Hacker News new | ask | show | jobs
by lelanthran 41 days ago
> > …but as a user, I would much rather wait an extra 200ms for my slow/expensive prompt to be accurate

> This is the opposite of the feedback I get. Users want instant responses.

I am skeptical that you are getting feedback that users prefer instant wrong results to 200ms-lag correct results.

Deeply skeptical!

7 comments

Oh, I can absolutely believe it. Humans are deeply irrational, especially about things that mess about in time frames too short for our conscious thought processes to kick in. Instant but confident sounding (and confident sounding because it's instant) will beat slower every time. You don't know which is correct until a long time after you've made a decision to trust it, or whether you like it.
> Instant but confident sounding (and confident sounding because it's instant) will beat slower every time.

Sure, but I am skeptical that users are actually saying "I prefer wrong answers over lag", which is what the post I responded to implied.

This is different to user's saying "I prefer quick answers to laggy answers", which is what I presume they may have said.

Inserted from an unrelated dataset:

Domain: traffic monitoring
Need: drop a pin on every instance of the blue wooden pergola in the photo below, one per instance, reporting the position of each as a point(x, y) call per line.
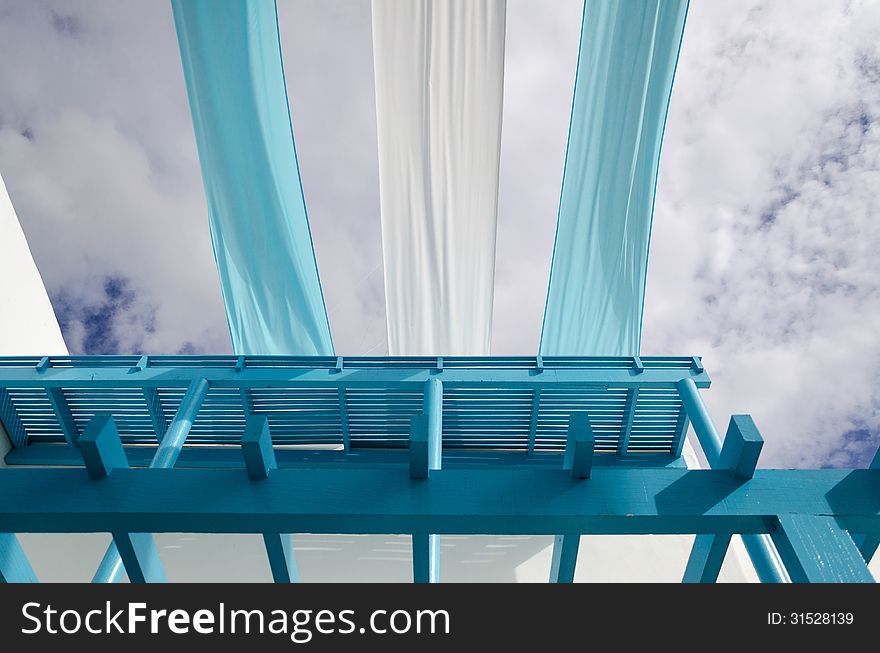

To actually settle this, the feedback must answer the question "Do you want wrong answers quickly or correct answers with an added 0.2 second delay?" because, well, those are the only two options right now.

Dunno. Feels like stated vs revealed preferences to me. Of course everyone will _say_ they want the wrong answers, but I can totally see users getting annoyed at slow responses, thinking that the developers should've traded accuracy for quicker responses. (or not thinking that at all, just demanding quicker responses unconditionally)
No I think they are saying no one would say they want wrong answers. People say they want fast answers and they are implying they should also be correct.
> actually saying

Yeah, I don't think that's the form of the feedback here.

Deeply false dichotomy!

The blog post glosses over the details and implies that 200ms of latency would be a magic solution. They do admit that WebRTC already has provisions for up to 200ms, so I guess they’re really implying that 400ms would be the happy case path for their alternative buffering, which is starting to get in the range where users would probably be annoyed.

Have you tried having conversational speech over a link with almost half a second of delay? It’s bad. You have to work hard to establish a turn taking routine with the other party and do extra mental work to identify your slot to talk.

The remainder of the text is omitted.